I ran in to this problem and I can't figure it out myself. Can anyone give me a hint?
A linear-hashing scheme with blocks that hold k records uses a threshold constant c, such that the current number of buckets n and the current number of records r are related by r = ckn.
(a) Suppose for convenience that each key occurs exactly its expected number of times. As a function of c, k, and n, how many blocks, including overflow blocks, are needed for the structure?
(b) Keys will not generally distribute equally, but rather the number of records with a given key (or suffix of a key) will be Poisson distributed. That is, if Lambda is the expected number of records with a given key suffix, then the actual number of such records will be i with probability prob_poisson. Under this assumption, calculate the expected number of blocks used, as a function of c, k, and n.
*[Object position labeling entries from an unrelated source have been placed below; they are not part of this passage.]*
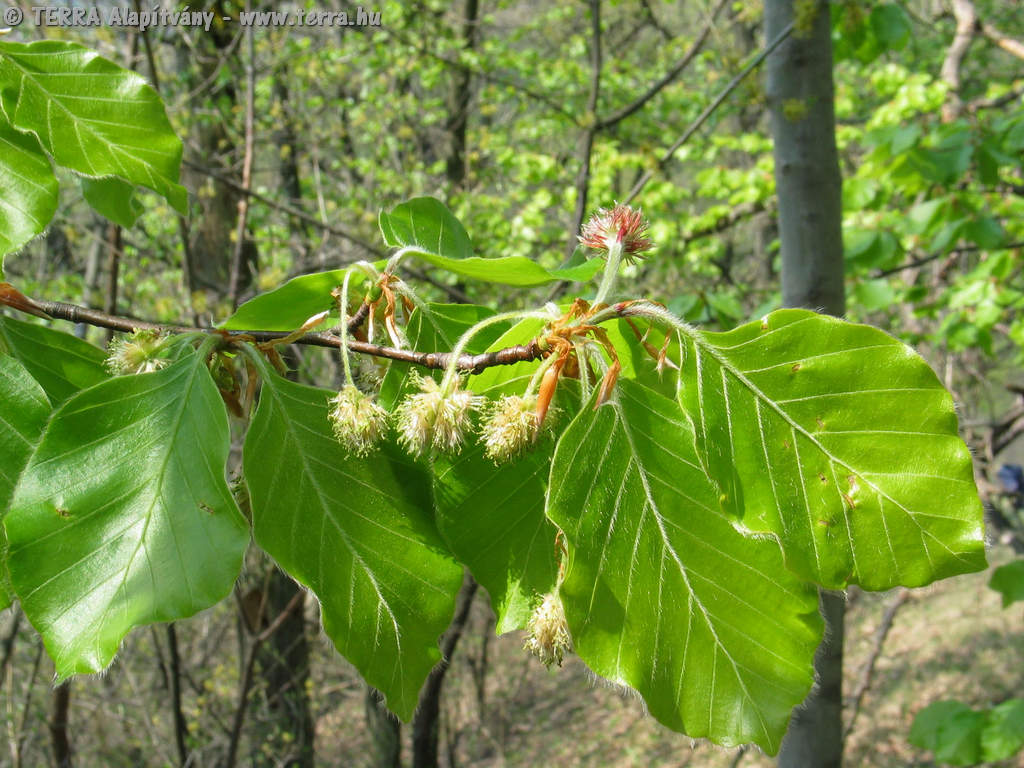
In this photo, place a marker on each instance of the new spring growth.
(358, 422)
(620, 227)
(511, 426)
(435, 417)
(549, 634)
(136, 353)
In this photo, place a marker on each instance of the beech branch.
(434, 360)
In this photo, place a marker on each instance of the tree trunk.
(807, 177)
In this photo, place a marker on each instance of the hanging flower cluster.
(433, 418)
(438, 416)
(548, 633)
(136, 353)
(358, 422)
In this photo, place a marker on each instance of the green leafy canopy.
(683, 525)
(64, 103)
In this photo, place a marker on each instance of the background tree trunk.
(809, 186)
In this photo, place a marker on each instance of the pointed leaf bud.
(136, 353)
(620, 224)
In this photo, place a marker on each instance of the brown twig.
(967, 26)
(300, 215)
(247, 677)
(434, 360)
(709, 111)
(933, 256)
(8, 642)
(672, 74)
(590, 131)
(58, 725)
(18, 745)
(867, 672)
(180, 727)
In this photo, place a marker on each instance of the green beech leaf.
(951, 730)
(1009, 581)
(113, 198)
(287, 307)
(426, 223)
(493, 518)
(28, 188)
(840, 440)
(358, 532)
(439, 239)
(91, 116)
(662, 592)
(123, 516)
(1003, 734)
(60, 363)
(24, 411)
(22, 421)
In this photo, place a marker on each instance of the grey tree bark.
(807, 176)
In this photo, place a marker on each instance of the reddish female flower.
(620, 224)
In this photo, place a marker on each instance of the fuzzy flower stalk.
(619, 232)
(435, 417)
(549, 634)
(358, 422)
(510, 427)
(137, 353)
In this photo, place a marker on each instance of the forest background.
(523, 118)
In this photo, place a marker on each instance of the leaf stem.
(611, 263)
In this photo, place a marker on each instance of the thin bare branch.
(433, 360)
(967, 26)
(586, 146)
(671, 75)
(709, 111)
(300, 215)
(867, 672)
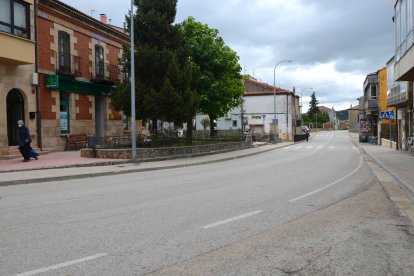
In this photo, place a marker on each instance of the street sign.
(387, 115)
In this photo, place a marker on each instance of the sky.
(334, 44)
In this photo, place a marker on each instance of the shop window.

For part (a), there are 2^( ceil( log_2(n) ) - n buckets that represent twice as many keys, thus the number of overflowed record per these buckets is (cnk - nk) / ( 2^( ceil( log_2(n) ) - n ), cnk is the number of total records and nk are those that fit in the first block of each bucket. Divide it by k to obtain the number of buckets, and for the reason that c can be less than 1, I should apply a max function before adding the number of overflow blocks to the total blocks. Then the answer will be n + max( 0, (cn - n) / ( 2^( ceil( log_2(n) ) - n ). Am I correct with this approach? k seems to be missing in my answer
As for part (b), I totally have no idea where to start with. Do I have to first go with the CDF of Poisson distribution to find the probability that this bucket does not overflow, and then sum up the number of over flow buckets multiply by corresponding pmf, in order to find the expected value? Since I am dealing with a Poisson distribution, I need the lambda value for computing pmf, how can I get the lambda?